Craig Says Libertarian Party Is Best of Both Worlds

Oct 31, 2012

Rufus Craig, Jr., Libertarian, 6th Congressional District Candidate
Credit Courtesy of Rufus Craig Jr.

For the second installment of our series of conversations with the 6th Congressional District candidates, WRKF's Ashley Westerman spoke with Libertarian candidate Rufus Craig, Jr. 

This is the Baton Rouge attorney's second run for this seat. Craig wants to rein in the federal deficit, bring American troops home from Afghanistan and repeal President Obama's Affordable Care Act.

But Craig is also concerned about an issue closer to home.

CRAIG: I believe that one of the fundamental reasons we have such gridlock in Washington and the two political parties are so at odds is because of the way the districts are drawn. There is no reason to compromise because each district is either slam-dunk Republican or slam dunk Democrat.

WESTERMAN: So what is your remedy?

CRAIG: Well, draw the districts fair where they are more representative of the people that live in the state. Another alternative would be cumulative voting, make the district state-wide. And in the case of Louisiana, we have six districts, each voter would have six votes, they could vote six times for one person or two times for three people, or however they wanted to spread their votes out. Or you could have an independent commission that is not politically-affiliated that draws the districts so they are competitive, not only for both the major parties, but also some room for us start-up third parties like the Libertarians.

WESTERMAN: Our national debt is now a little over $16 trillion.

CRAIG: Correct.

WESTERMAN: And you say we need to cut federal spending by more than 40 percent right away to lower the national debt. How would you do that?

CRAIG: Well, 60 percent of our budget is in three departments: Social Security, Medicare/ Medicaid and the Department of Defense. The Republicans want to increase defense spending. Of course, we have Obama Care. And we have the Romney-Ryan healthcare plan that both say they can save $700 billion over 10 years. Well, that's fiddling around the edges.

In order for us to truly reign in the health care costs in this country, there has to be transparency in costs and outcomes. Because I think if the hospitals had to advertise, and it was that you could go on the Internet and look up how many patients are readmitted based on certain procedures in Hospital A as opposed to Hospital B, you would look at it and say, "I'm not going to Hospital A; I'm going to Hospital B," and Hospital A would clean up their act.

Of course, there's a hundred other little programs in the government: T.S.A., Department of Agriculture, Department of Education - all of these things could be scaled back.

WESTERMAN: So talking about those departments and putting everything on the table, when you talk about "scaling back," are you talking about cutting altogether and, if so, which departments would you cut and why?

CRAIG: I'm talking about scaling back and perhaps cutting. One that comes to my mind is the T.S.A. The T.S.A. was a knee-jerk reaction to the attack by some maniac criminals on September 11th. As an attorney, I say if the airline industry knew that if they let some maniac get on the airplane and kill a bunch of people and they would have to pay for doing it, they would have security.

WESTERMAN: Let's talk a little bit about agriculture. Louisiana is a well-known agriculture state; lots of farms, lots of rural areas. The 5-year Congressional Farm Bill officially expired this month with no concrete renewal in sight. And one of the main reasons a renewed farm bill was stalled was the debate over farm subsidies versus crop insurance. What would your approach be to this bill?

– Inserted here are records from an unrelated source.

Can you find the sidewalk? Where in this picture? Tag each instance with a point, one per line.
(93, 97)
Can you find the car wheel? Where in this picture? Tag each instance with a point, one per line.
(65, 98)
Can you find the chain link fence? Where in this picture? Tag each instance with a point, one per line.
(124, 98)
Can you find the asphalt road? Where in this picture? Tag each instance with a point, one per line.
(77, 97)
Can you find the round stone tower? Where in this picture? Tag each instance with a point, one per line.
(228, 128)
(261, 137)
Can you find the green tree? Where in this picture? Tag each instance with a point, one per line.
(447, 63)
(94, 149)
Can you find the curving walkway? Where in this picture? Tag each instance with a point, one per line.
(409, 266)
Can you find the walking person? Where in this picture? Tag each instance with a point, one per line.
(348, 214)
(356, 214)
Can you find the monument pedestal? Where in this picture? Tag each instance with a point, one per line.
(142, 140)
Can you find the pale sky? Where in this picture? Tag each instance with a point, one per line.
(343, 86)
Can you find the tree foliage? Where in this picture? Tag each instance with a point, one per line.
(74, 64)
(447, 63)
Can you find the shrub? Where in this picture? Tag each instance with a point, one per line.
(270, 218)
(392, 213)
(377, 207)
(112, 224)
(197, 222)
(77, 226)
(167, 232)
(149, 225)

CRAIG: We have had an accumulation of farms into bigger and bigger enterprises and bigger and bigger subsidies. If we want to increase farm production in this country, we need to look at the way we do farm business. One idea that I've heard that has some traction is buy local. Buy from smaller farms. Go to farmers' markets. If it was a requirement that public schools and federal institutions and big institutional buyers were required to buy food for their institutions that was grown within 100 miles of where their institution was situated, that would create a huge boom in mom-and-pop farms. We could get back to smaller farms and with smaller farms, I'm not sure that we need all the subsidies and insurance that we have.

WESTERMAN: So if you take away the subsidies, what is your alternative for those mom-and-pop farms? I mean, their livelihood is basically left up to the weather.

CRAIG: If mom-and-pop farms are completely at the whim of the weather, I'm not sure how you could get around that, other than diversify your farm so you have a crop that grows even if the weather's not right.

WESTERMAN: What do you bring to the table that makes you a better candidate for Louisiana's 6th Congressional District seat than your opponents?

CRAIG: Well, each of the current major parties has a constituency that they serve. They are obliged to that constituency because that's where they get their money. What I bring to the table as a Libertarian is that I bring a little bit of the good that the Republicans have in that I truly, strongly feel that we have to rein government in. I bring a little bit to the table that the Democrats do in that I don't think it's relevant in the political debate who's sleeping with who, who's marrying who. Those kinds of questions have nothing to do with it. The idea that we're not all Americans, that we're not all in this together just floors me. I believe that I truly represent and the Libertarian party represents the interest of ordinary people much better than either of the current major parties.